Burroughs E101 – a weird computer

As a Sophomore at Harvard, in 1956-7, I audited an introductory course on computers. That is where I wrote my first program, for the Univac 1. In this course we studied a number of machines, from punched card tabulating machines to the Univac. The most unusual of these machines was the Burroughs E101.

The E101 was a weird amalgam of manual calculator and computer. It was a desk-sized machine with what looked like an ordinary four-function electromechanical calculator in the center of the desk, and a set of pin boards set into the surface of the desk to the right of the calculator.

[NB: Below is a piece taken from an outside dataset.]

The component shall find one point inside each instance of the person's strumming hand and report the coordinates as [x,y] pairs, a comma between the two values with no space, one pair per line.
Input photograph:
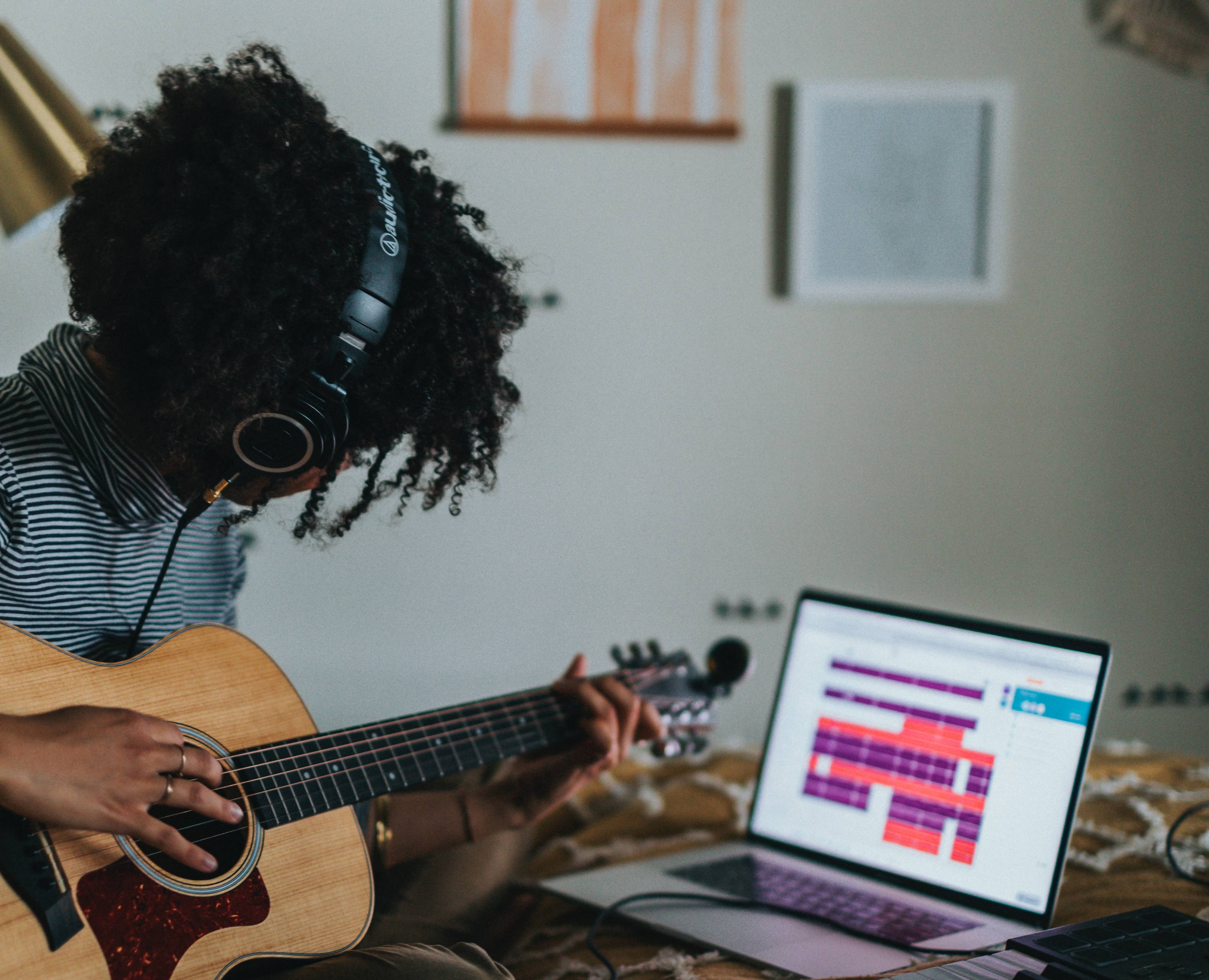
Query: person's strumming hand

The machine was programmed by inserting pins into holes on the pin boards. There were 8 pin boards each holding up to 16 instructions, giving a total capacity of only 128 instructions. Each of the 8 pin boards could be invoked manually from the calculator keyboard to perform some calculation, or all 128 instructions could be used for a program to run automatically. The photo shows an operator programming one of the pin boards.

Data memory was a magnetic drum with a capacity of 100 numbers. The instruction set included conditional branching so the machine was Turing-complete.

The E101 was electronic, with 160 vacuum tubes, 1,500 diodes, and about 20 relays. the calculator-like input-output device appears to have been electromechanical. The E101 consumed 3Kw of power.

The E101 was in prototype in 1954, so it probably hit the market in 1955, the year I entered Harvard as a Freshman. It cost $32,500, which is $285,000 in today’s money, much less than a real computer cost then. It was slow. It could do 20 additions or 4 multiplications per second, and could print two words of 12 digits each per second.

The E101 was not a success commercially. Why am I not surprised?